With rolling hills, Georgian-style buildings and cobblestone streets, Richmond, in southern Tasmania, looks like a quaint English village from the 1800s. Set by the banks of the Coal River, Richmond can be reached by driving over the Richmond Bridge – but be sure to hop out of your car and marvel at this historic masterpiece from every angle after you do. Built by convicts in 1823, the bridge is the oldest still in use in Australia and has had a murky past. There are many stories of it being haunted by disgruntled ghosts, including Grover, an overseer who was murdered by convicts for being particularly heartless with them.

Other than Australia’s oldest bridge, Richmond is home to Australia’s oldest Catholic Church and gaol.
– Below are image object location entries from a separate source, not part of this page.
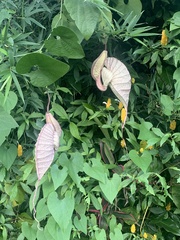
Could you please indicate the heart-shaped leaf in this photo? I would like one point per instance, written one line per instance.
(111, 187)
(142, 161)
(42, 69)
(85, 14)
(61, 209)
(58, 176)
(64, 43)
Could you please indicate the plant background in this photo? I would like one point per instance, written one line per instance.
(97, 187)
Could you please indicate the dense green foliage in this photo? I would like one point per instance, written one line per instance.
(98, 186)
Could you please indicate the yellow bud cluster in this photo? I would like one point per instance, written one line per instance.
(120, 105)
(123, 115)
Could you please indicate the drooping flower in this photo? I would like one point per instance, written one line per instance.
(141, 150)
(168, 207)
(123, 115)
(19, 150)
(133, 228)
(145, 235)
(108, 103)
(154, 237)
(123, 143)
(164, 39)
(172, 125)
(133, 80)
(120, 105)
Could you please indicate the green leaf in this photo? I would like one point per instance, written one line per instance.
(168, 224)
(56, 232)
(7, 122)
(29, 231)
(167, 105)
(111, 187)
(42, 69)
(74, 130)
(61, 209)
(134, 6)
(8, 155)
(10, 102)
(85, 14)
(74, 166)
(176, 195)
(64, 43)
(117, 233)
(81, 223)
(142, 161)
(59, 110)
(97, 171)
(58, 176)
(42, 209)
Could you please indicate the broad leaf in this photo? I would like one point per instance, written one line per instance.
(167, 104)
(85, 14)
(96, 171)
(134, 6)
(111, 187)
(61, 209)
(10, 102)
(42, 69)
(58, 176)
(64, 42)
(142, 161)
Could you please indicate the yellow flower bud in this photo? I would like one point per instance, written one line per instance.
(19, 150)
(133, 228)
(108, 103)
(164, 39)
(123, 143)
(172, 125)
(133, 80)
(145, 235)
(120, 105)
(168, 207)
(123, 115)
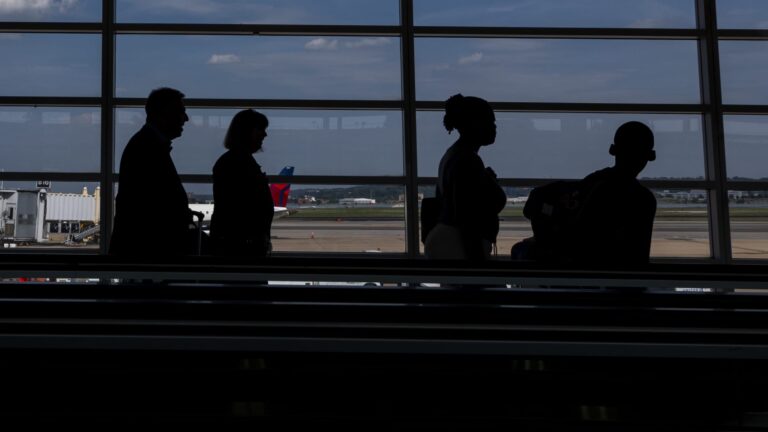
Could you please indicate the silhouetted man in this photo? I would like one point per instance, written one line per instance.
(152, 215)
(616, 221)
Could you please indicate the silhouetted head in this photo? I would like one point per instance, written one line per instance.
(633, 147)
(247, 131)
(165, 111)
(472, 117)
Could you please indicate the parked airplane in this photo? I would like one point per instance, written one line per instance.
(279, 191)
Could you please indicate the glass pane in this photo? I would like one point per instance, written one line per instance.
(64, 215)
(513, 226)
(749, 224)
(47, 139)
(681, 228)
(50, 64)
(746, 143)
(372, 12)
(365, 219)
(327, 67)
(330, 218)
(50, 10)
(314, 142)
(743, 67)
(742, 14)
(558, 70)
(556, 13)
(569, 145)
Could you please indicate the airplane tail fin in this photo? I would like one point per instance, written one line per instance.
(280, 191)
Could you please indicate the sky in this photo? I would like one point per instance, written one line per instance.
(370, 142)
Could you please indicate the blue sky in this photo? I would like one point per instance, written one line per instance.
(329, 67)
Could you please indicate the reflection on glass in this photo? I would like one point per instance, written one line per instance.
(372, 12)
(293, 67)
(50, 11)
(681, 227)
(743, 66)
(742, 14)
(749, 224)
(568, 145)
(50, 65)
(556, 13)
(558, 70)
(746, 143)
(61, 215)
(48, 139)
(314, 142)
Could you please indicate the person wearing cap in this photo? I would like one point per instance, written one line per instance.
(616, 221)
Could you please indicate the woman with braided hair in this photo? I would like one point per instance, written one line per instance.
(470, 198)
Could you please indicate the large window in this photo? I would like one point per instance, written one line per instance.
(354, 92)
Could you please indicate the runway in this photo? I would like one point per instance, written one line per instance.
(671, 238)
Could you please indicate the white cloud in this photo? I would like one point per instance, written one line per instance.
(223, 59)
(367, 42)
(7, 6)
(472, 58)
(322, 44)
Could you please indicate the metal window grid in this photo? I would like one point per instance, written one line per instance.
(711, 108)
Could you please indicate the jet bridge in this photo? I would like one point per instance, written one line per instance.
(22, 215)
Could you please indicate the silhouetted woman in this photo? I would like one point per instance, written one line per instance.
(243, 207)
(469, 195)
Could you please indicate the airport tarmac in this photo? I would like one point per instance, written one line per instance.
(671, 238)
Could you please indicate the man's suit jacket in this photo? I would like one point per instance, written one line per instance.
(152, 213)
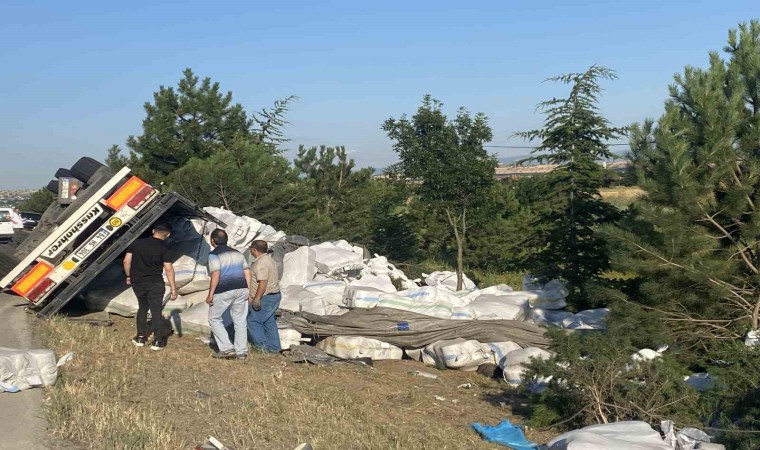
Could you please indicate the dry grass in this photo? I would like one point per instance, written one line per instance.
(116, 396)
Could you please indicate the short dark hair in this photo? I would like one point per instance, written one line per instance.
(162, 227)
(219, 237)
(260, 245)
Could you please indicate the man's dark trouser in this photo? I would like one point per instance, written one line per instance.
(149, 297)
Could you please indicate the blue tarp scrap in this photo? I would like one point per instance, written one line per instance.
(505, 434)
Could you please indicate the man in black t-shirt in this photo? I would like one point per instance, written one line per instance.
(144, 264)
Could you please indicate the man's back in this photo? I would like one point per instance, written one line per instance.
(148, 258)
(231, 265)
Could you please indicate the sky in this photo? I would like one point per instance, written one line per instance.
(74, 76)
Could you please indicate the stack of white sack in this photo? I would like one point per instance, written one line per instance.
(289, 336)
(352, 347)
(551, 295)
(447, 280)
(515, 364)
(380, 266)
(335, 257)
(24, 369)
(299, 267)
(631, 435)
(241, 230)
(191, 266)
(461, 354)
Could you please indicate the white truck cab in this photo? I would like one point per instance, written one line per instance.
(6, 226)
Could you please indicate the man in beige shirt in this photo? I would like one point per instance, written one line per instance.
(264, 299)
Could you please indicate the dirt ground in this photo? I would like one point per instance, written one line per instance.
(114, 395)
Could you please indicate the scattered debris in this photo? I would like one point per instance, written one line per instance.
(506, 434)
(419, 373)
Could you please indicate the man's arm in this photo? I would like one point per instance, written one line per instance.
(127, 264)
(260, 291)
(212, 287)
(247, 274)
(169, 269)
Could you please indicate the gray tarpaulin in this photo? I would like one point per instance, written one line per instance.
(408, 329)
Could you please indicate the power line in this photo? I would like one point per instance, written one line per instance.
(532, 146)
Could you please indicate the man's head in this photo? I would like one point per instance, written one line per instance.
(218, 237)
(162, 230)
(259, 247)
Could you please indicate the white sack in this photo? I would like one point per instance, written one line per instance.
(313, 306)
(497, 307)
(24, 369)
(331, 258)
(299, 267)
(292, 297)
(361, 297)
(499, 351)
(590, 319)
(289, 336)
(448, 280)
(499, 289)
(420, 302)
(331, 291)
(515, 363)
(380, 282)
(632, 435)
(462, 313)
(545, 317)
(190, 269)
(352, 347)
(457, 354)
(414, 353)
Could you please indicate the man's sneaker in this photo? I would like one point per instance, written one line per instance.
(228, 354)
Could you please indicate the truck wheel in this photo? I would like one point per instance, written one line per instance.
(63, 173)
(86, 169)
(40, 232)
(52, 186)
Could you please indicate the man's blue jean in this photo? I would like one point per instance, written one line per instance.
(237, 301)
(262, 326)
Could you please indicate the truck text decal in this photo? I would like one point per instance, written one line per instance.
(80, 224)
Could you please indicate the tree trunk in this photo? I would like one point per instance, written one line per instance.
(459, 237)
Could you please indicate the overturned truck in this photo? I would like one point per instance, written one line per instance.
(96, 215)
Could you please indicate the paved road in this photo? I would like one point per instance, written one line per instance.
(21, 423)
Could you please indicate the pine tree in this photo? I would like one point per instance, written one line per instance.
(195, 120)
(693, 242)
(574, 138)
(447, 163)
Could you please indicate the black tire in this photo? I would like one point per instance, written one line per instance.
(86, 169)
(40, 232)
(63, 173)
(52, 186)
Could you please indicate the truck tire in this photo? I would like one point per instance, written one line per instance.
(52, 186)
(86, 169)
(63, 173)
(40, 232)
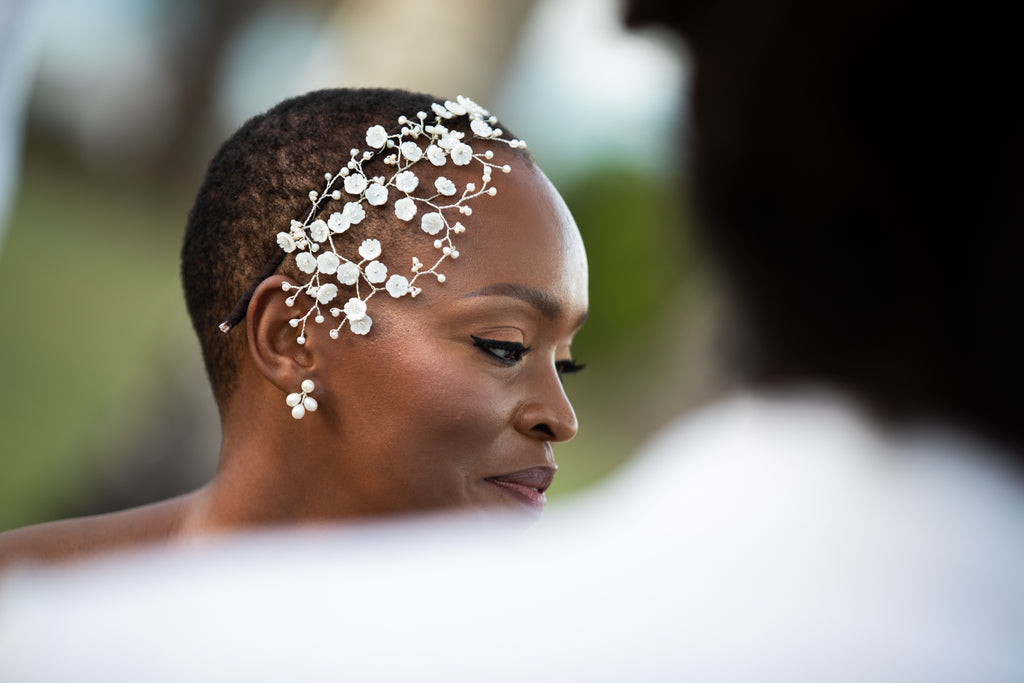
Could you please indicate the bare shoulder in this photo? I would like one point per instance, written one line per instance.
(77, 539)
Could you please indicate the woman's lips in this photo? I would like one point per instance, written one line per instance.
(527, 485)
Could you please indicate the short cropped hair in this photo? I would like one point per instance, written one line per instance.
(857, 171)
(256, 184)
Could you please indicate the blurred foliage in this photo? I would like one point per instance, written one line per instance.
(90, 292)
(630, 221)
(95, 334)
(633, 223)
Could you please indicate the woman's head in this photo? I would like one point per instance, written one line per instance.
(450, 397)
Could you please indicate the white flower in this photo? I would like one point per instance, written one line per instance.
(376, 136)
(436, 155)
(449, 138)
(480, 127)
(353, 213)
(444, 186)
(370, 249)
(376, 272)
(355, 183)
(348, 273)
(361, 326)
(328, 262)
(404, 208)
(397, 286)
(327, 293)
(338, 222)
(440, 111)
(376, 194)
(432, 223)
(355, 308)
(306, 262)
(411, 151)
(318, 230)
(407, 181)
(286, 242)
(462, 154)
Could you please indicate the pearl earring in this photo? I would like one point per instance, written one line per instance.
(300, 402)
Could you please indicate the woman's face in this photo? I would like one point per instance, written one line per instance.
(455, 397)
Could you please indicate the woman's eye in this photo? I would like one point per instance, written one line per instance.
(568, 367)
(505, 351)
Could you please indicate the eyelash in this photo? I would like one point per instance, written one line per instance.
(515, 351)
(496, 348)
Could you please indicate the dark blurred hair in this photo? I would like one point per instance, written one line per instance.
(856, 165)
(256, 184)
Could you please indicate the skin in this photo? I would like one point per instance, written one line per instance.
(414, 416)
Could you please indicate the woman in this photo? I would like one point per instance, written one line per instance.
(410, 283)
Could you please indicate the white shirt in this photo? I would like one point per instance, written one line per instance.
(767, 538)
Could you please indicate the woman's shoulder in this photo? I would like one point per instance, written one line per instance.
(69, 540)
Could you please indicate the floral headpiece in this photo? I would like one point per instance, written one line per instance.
(412, 142)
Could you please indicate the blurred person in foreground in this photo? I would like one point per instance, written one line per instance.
(856, 513)
(411, 285)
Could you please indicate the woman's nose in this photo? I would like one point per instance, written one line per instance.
(547, 414)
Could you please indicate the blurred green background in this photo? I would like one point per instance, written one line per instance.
(104, 403)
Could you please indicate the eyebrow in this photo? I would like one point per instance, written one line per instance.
(536, 298)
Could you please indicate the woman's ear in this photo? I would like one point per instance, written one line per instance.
(272, 341)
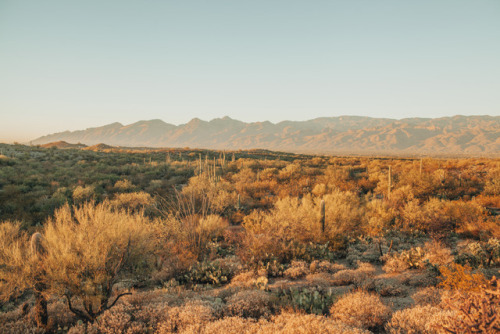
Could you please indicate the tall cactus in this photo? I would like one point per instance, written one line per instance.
(323, 216)
(37, 252)
(389, 182)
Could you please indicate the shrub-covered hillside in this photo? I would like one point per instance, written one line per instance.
(113, 240)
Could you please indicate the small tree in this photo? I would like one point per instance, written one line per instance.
(87, 250)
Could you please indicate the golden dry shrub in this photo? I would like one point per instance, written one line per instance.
(119, 319)
(420, 319)
(395, 264)
(294, 219)
(299, 323)
(91, 248)
(217, 197)
(249, 304)
(123, 185)
(326, 267)
(187, 236)
(16, 263)
(231, 325)
(132, 201)
(192, 317)
(361, 309)
(437, 254)
(380, 216)
(83, 194)
(354, 276)
(460, 278)
(440, 216)
(296, 270)
(475, 311)
(427, 296)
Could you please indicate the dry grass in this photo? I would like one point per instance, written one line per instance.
(421, 319)
(250, 304)
(361, 309)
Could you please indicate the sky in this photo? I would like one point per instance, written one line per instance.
(70, 65)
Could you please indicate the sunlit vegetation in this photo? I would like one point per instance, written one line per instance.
(194, 241)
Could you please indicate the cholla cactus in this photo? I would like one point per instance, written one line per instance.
(36, 246)
(478, 312)
(37, 251)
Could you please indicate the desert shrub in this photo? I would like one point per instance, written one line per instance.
(119, 319)
(208, 272)
(124, 185)
(325, 266)
(461, 278)
(427, 296)
(432, 254)
(133, 201)
(296, 270)
(217, 197)
(440, 216)
(193, 316)
(82, 194)
(421, 319)
(388, 286)
(250, 304)
(476, 311)
(299, 219)
(84, 252)
(295, 323)
(354, 276)
(310, 300)
(188, 235)
(479, 253)
(231, 325)
(21, 326)
(361, 309)
(380, 216)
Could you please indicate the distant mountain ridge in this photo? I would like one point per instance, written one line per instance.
(343, 134)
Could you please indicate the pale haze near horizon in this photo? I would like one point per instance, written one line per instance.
(70, 65)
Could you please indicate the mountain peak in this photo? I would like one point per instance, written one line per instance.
(342, 135)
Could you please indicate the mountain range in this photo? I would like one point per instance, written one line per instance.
(476, 135)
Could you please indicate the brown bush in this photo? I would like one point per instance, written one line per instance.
(421, 319)
(361, 309)
(250, 304)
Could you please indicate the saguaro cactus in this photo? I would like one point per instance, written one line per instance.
(323, 216)
(38, 251)
(389, 183)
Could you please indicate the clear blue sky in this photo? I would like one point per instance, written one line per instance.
(67, 65)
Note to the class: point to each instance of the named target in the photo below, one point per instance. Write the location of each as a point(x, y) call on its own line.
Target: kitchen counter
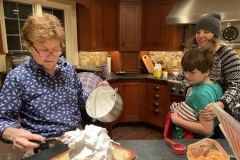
point(144, 149)
point(132, 76)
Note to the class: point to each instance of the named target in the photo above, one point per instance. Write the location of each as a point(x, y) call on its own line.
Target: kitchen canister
point(104, 104)
point(104, 70)
point(109, 59)
point(165, 74)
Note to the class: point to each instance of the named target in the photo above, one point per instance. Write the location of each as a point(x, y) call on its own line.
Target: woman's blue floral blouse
point(47, 105)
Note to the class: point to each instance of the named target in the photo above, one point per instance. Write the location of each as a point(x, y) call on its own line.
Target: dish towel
point(185, 112)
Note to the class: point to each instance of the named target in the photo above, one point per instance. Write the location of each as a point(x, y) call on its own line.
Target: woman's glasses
point(46, 54)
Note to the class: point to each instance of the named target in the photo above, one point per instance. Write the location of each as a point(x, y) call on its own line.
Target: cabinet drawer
point(157, 118)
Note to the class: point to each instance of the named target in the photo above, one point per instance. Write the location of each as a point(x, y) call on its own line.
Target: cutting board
point(119, 153)
point(148, 63)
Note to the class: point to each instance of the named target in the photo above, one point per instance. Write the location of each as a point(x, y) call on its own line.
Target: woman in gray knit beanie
point(226, 70)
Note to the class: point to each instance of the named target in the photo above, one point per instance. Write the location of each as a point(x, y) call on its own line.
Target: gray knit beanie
point(210, 22)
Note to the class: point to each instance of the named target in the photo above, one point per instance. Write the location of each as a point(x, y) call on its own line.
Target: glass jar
point(175, 73)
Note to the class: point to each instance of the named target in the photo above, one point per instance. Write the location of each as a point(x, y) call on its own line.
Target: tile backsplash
point(95, 59)
point(172, 59)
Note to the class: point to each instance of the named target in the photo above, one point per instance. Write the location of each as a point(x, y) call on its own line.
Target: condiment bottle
point(175, 73)
point(157, 71)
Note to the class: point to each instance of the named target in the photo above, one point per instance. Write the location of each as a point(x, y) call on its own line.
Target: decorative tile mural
point(172, 59)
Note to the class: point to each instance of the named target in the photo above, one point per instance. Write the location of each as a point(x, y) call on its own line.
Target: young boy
point(196, 64)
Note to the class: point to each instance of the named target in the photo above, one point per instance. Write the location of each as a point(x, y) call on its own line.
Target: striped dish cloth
point(184, 111)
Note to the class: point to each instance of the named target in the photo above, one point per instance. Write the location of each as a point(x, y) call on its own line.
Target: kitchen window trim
point(70, 22)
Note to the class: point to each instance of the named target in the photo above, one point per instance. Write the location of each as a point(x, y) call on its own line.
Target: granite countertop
point(144, 149)
point(131, 76)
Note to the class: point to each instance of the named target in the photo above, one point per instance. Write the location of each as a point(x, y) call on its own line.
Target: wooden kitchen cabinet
point(118, 86)
point(98, 25)
point(156, 103)
point(130, 25)
point(133, 100)
point(1, 40)
point(156, 35)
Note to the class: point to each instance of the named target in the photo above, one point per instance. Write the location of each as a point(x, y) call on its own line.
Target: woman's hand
point(208, 112)
point(21, 138)
point(188, 91)
point(103, 83)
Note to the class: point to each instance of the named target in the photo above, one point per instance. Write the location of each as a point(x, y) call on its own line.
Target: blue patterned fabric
point(47, 105)
point(89, 80)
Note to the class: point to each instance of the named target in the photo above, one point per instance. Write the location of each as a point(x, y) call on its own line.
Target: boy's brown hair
point(199, 59)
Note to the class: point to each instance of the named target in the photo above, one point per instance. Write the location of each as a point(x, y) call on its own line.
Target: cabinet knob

Both the church and gaol are still in use (although not for prisoners; it’s used as a museum instead). There’s also the surprisingly terrific Old Hobart Town, a model village depicting the capital in the 1820s, reconstructed from antique city plans.

Forty-five of Richmond’s buildings have been listed on the Register of the National Estate and many of the Georgian buildings have turned into guesthouses, restaurants and shops showing an inside look as to what living in the 19th Century was like for colonial Australians.

Where? // 27km (30min) northeast of Hobart in the stunning Coal River region.

Did you know? // Convict Ikey Solomon was an inmate at the Richmond Gaol in 1832, before being moved to Port Arthur two years later. It’s widely believed that Charles Dickens used Solomon’s story as inspiration for the immortal character of Fagin in Oliver Twist.